Sophia furou o carimbo de uma residente em medicina dentro do Hospital Universitário Getúlio Vargas e usava o registro profissional da jovem para realizar atendimentos ilegais. Ela se infiltrou em grupos de pós-graduação e atuar em programas de assistência a crianças com cardiopatia grave na capital amazonense. Embora o HUGV afirme que ela nunca teve vínculo com a unidade, obteve o carimbo dentro do hospital e realizava consultas de forma independente.

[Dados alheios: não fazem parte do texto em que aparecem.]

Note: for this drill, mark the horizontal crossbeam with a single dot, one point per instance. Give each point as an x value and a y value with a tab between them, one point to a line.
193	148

A falsa médica mantinha um podcast sobre cardiopatia infantil e usava redes sociais para reforçar sua imagem de prestígio. Seu currículo na plataforma Lattes também continha informações falsas, incluindo especializações que nunca cursou e pesquisas que nunca realizou em instituições como Fiocruz, USP e UFMG.
Sophia foi presa em maio de 2025 e condenada por exercício ilegal da medicina, perigo para a vida ou saúde de outrem, comunicação falsa de crime e estelionato. A sentença prevê regime semiaberto e, após a liberação, uso de tornozeleira eletrônica, restrição ao perímetro de Manaus e proibição de contato com vítimas e familiares.